Pour ce qui est de l’entourage de Mulan, là encore des différences apparaissent puisque dans la version de 1998, Mulan est fille unique, là où elle semble avoir un jeune frère et une jeune sœur dans la version du VIème siècle. De même, alors que la Mulan de la version animée fuit dans la nuit pour rejoindre le camp militaire, et prend sa décision seule, sans en informer ses parents, la Mulan du poème, elle, expose son idée à son père, qui la soutient dans sa décision. Cette différence est essentiellement due à l’écart entre les générations à qui sont destinées les deux œuvres.

Enfin, les protagonistes de l’histoire sont bien plus présents dans la version de 1998 puisqu’une pléiade de personnages, non présents dans la version d’origine, font leur apparition. On note par exemple la présence des ancêtres de Mulan, qui envoient sans le vouloir son célèbre acolyte, Mushu, pour la sauver ; le trio comique formé par le criquet porte-bonheur, Mushu et le cheval Khan, ainsi que les trois compagnons d’armes de Mulan : Yao, Ling et Chien-Po. N’oublions pas non plus la présence de Shang, le supérieur militaire de Mulan qui semble devenir un peu plus à la fin du film. Bref, tous ces personnages crées par les animateurs Disney imposent un ton comique mais aussi une émotion qui ne transparait pas dans les origines de Mulan. La ballade de Mulan semble être tournée davantage vers la nature, avec l’évocation des points cardinaux, et les noms des différents lieux traversés par la jeune femme, alors que le film se concentre sur les personnages et sur leurs interactions. Notons également que les adversaires de Mulan ne sont qu’évoqués dans le poème, alors que dans le dessin-animé, ils sont personnifiés par le peuple des Huns et par leur chef terrifiant, Shan-Yu.

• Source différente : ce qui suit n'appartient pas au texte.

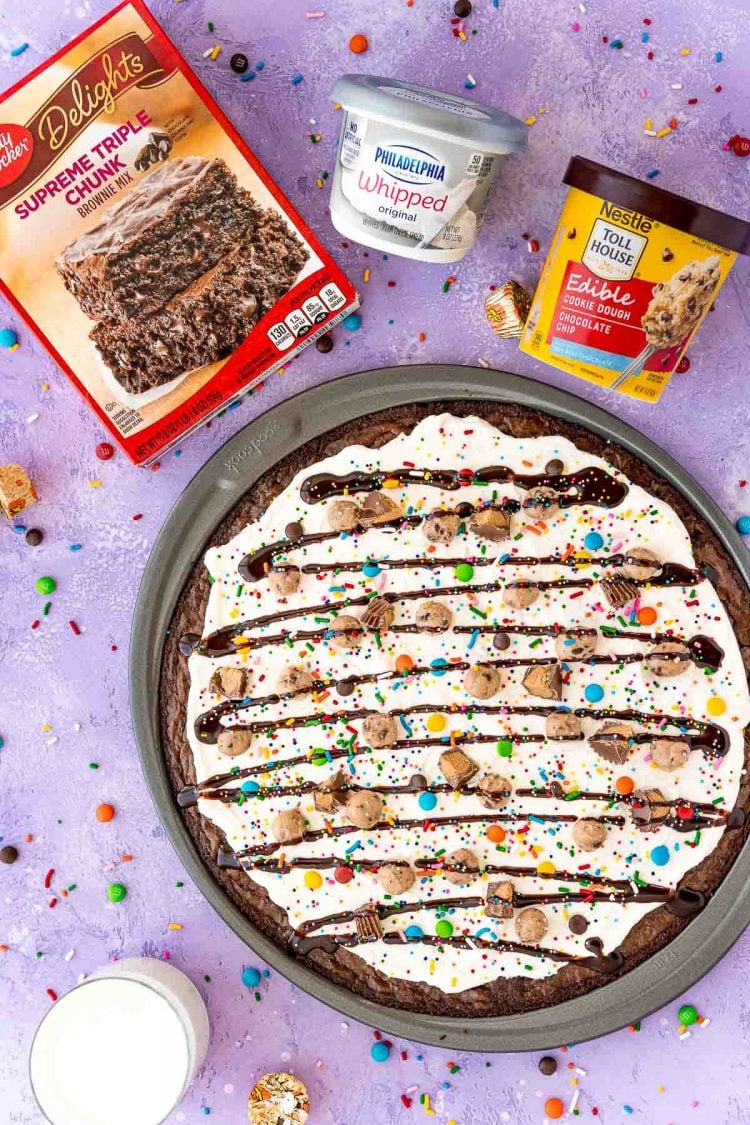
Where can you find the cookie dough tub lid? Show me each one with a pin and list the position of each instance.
(431, 111)
(663, 206)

En bref, le dessin-animé de 1998 est un chef-d’œuvre à part entière, qui a su s’inspirer de l’ambiance et de la culture du poème originel pour en faire une matière beaucoup plus contemporaine et axée sur les émotions, les relations entre les personnages, mais aussi sur le rire. Reste à savoir désormais quelle sera la tendance adoptée par les studios dans leur remake en live-action prévu pour 2020 : vont-ils s’orienter davantage vers la culture asiatique et la nature, comme le laisse penser l’absence du personnage comique de Mushu, ou vont-ils malgré tout conserver ces liens et ces émotions fortes entre les personnages, qui caractérisent la version animée ? Quoi qu’il en soit, avec une matière si touchante et si authentique, on espère que ce remake sera un franc succès, comme le furent ses deux prédécesseurs en leur temps.